Bear in mind the Log4Shell bug that confirmed up in Apache Log4j late in 2021?
Log4j is likely one of the Apache Software program Basis’s many software program initiatives (greater than 350 at present depend), and it’s a programming library that Java coders can use to handle logfiles in their very own merchandise.
Logfiles are an important a part of improvement, debugging, report conserving, program monitoring, and, in lots of business sectors, of regulatory compliance.
Sadly, not all textual content you logged – even when it was despatched in by an exterior person, for instance as a username in a login kind – was handled actually.
Should you gave your identify as MYNAME
, it will be logged similar to that, because the textual content string MYNAME
, however any textual content wrapped in ${...}
characters was handled as a command for the logger to run, which might trigger what’s often known as RCE, quick for distant code execution.
Lately, we noticed the same type of bug known as Follina, which affected Microsoft Home windows.
There, the troublesome characters have been $(...)
, with spherical brackets changing squiggly ones, however with the identical type of side-effect.
Within the Follina bug, a URL that contained a listing identify with the string SOMETEXT
in it will be handled simply because it was written, however any textual content wrapped in $(...)
can be run as a Powershell command, as soon as once more inflicting a danger of distant code execution.
Extra hassle with brackets
Effectively, the bug CVE-2022-33980, which doesn’t have a catchy identify but, is a really comparable type of blunder within the Apache Commons Configuration toolkit.

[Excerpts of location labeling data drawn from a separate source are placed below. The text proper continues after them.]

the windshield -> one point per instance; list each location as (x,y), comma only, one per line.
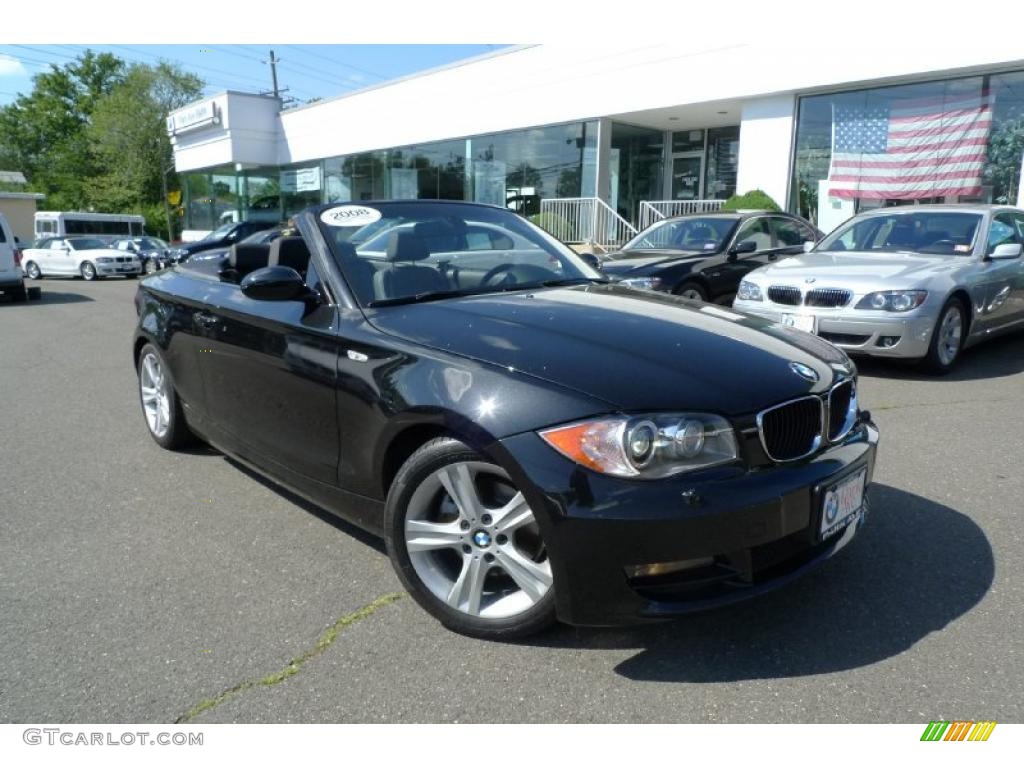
(418,251)
(907,231)
(696,233)
(86,244)
(221,230)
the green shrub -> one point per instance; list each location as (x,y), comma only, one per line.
(754,200)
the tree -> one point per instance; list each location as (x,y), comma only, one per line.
(128,140)
(42,134)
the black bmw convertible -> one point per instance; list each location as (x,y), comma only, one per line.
(532,441)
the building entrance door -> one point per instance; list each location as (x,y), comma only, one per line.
(687,175)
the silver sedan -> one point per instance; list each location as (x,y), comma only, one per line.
(918,282)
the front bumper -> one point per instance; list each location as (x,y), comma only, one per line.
(858,332)
(115,268)
(747,530)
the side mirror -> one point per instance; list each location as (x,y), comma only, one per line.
(1006,251)
(748,246)
(274,284)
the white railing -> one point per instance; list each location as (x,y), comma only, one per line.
(655,210)
(588,220)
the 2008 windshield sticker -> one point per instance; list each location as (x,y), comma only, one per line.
(349,216)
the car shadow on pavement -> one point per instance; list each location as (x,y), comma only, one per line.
(914,567)
(342,525)
(990,359)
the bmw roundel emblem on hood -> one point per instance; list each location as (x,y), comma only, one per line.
(804,372)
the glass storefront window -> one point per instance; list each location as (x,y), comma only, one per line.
(723,163)
(637,167)
(950,140)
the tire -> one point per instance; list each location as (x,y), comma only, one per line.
(947,338)
(161,407)
(462,543)
(691,290)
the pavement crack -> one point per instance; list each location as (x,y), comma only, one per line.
(295,666)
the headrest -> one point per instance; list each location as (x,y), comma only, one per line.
(246,257)
(290,252)
(407,247)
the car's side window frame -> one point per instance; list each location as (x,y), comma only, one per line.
(998,218)
(743,224)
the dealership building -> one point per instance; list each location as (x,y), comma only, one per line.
(606,139)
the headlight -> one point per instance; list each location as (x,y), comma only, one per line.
(893,301)
(749,292)
(646,446)
(647,284)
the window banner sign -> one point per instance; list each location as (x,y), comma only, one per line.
(489,182)
(300,179)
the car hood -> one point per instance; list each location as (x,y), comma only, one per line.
(636,350)
(628,261)
(845,267)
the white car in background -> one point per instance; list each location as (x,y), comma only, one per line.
(84,256)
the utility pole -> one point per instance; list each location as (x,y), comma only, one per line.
(273,73)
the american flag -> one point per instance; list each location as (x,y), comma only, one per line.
(910,148)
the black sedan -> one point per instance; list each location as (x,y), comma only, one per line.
(705,256)
(531,440)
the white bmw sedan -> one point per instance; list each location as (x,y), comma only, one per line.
(78,256)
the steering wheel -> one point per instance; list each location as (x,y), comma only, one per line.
(496,270)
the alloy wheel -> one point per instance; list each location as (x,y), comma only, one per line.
(474,543)
(950,331)
(156,393)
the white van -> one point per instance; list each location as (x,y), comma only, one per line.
(11,278)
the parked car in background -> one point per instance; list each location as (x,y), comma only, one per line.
(11,278)
(153,252)
(222,238)
(704,256)
(514,428)
(85,257)
(916,282)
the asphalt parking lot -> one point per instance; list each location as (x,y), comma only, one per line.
(142,586)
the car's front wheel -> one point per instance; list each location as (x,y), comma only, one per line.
(467,546)
(160,402)
(947,338)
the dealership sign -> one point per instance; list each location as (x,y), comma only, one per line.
(300,179)
(194,117)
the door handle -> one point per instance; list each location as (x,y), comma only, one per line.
(205,321)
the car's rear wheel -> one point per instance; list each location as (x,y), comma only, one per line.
(691,290)
(161,406)
(467,546)
(947,338)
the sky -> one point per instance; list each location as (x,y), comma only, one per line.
(307,71)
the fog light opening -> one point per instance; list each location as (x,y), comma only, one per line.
(660,568)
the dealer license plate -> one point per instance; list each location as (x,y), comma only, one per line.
(843,503)
(806,323)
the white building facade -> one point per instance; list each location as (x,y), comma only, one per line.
(630,132)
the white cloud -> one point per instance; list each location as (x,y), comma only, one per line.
(10,67)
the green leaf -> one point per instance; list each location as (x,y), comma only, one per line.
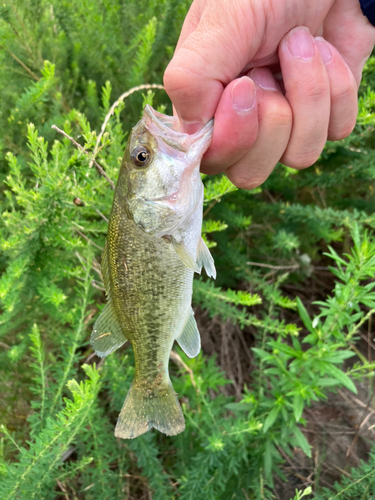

The identify’s fairly a mouthful: Apache Commons is one other Apache undertaking that gives quite a few Java utilities (sub-projects, when you like) that present a variety of helpful programming toolkits.
One in all these is Commons Configuration, which lets Java apps work with configuration information of a variety of various codecs, together with XML, INI, plist, and lots of extra.
Because the undertaking itself says, “the Commons Configuration software program library offers a generic configuration interface which allows a Java utility to learn configuration information from a wide range of sources.”
Sadly, this software program treats textual content wrapped in ${...}
specifically, too.
As an alternative of utilizing the textual content actually, the next particular “reprocessing” takes place, referred to moderately confusingly within the jargon as interpolation:
$(script:STRING)
runsSTRING
as a Java script and makes use of the output of that code.$(dns:STRING)
appears upSTRING
utilizing DNS.$(url:STRING)
reads the URLSTRING
and retrieves the textual content to make use of from there.
In different phrases, booby-trapped configuration information might, in idea, be used to run malicious code, leak information through DNS lookups, or fetch configuration settings from a rogue web site.
What to do?
In line with the Commons Configuration staff, this “interpolation” bug was launched in model 2.4 (launched in late 2018) and patched in model 2.8.0 (launched 2022-07-05, which is Tuesday this week).
All updates going again to model 2.2 in 2017 are listed as “minor releases”, so we’re assuming that updating from any of the susceptible variations 2.4, 2.5, 2.6 or 2.7 to the newest model should be uncontroversial.
So, you probably have any Java software program that makes use of the Apache Commons Configuration library, replace as quickly as you’ll be able to!
Oh, and when you’re a programmer…
…whether or not you name it “command substitution”, “stay rewriting”, “reprocessing” or “interpolation”, use it sparingly, and don’t flip it on by default for information you haven’t already verified you could belief.
Am I susceptible?
A fast solution to search for the presence of a possibly-vulnerable Commons Configuration library on a pc is to seek for filenames of the shape commons-configuration2-*.jar
, the place *
is a wildcard denoting “any textual content allowed right here”.
On Linux/Unix, attempt:
$ discover / -type f -name 'commons-configuration2-*.jar'
On Home windows, attempt:
> DIR C:commons-configuration2-*.jar /S
Weak variations have the names:
commons-configuration2-2.4.jar commons-configuration2-2.5.jar commons-configuration2-2.6.jar commons-configuration2-2.7.jar
Earlier or later variations don’t have the bug.
The most recent, patched, model, is:
commons-configuration2-2.8.0.jar
Should you discover information with names like this:
commons-configuration-1.9.jar
…these are the previous (model 1) flavour of the library, which doesn’t have this bug.
Notice. The identify Apache refers back to the total Software program Basis and all its initiatives. It’s not the identify of a webserver, in the identical means that Microsoft isn’t the identify of an working system. So, regardless that web sites primarily based on the Apache Webserver, often known as httpd, are sometimes called “working Apache”, this bug doesn’t apply to the net server, which is written in C, not in Java.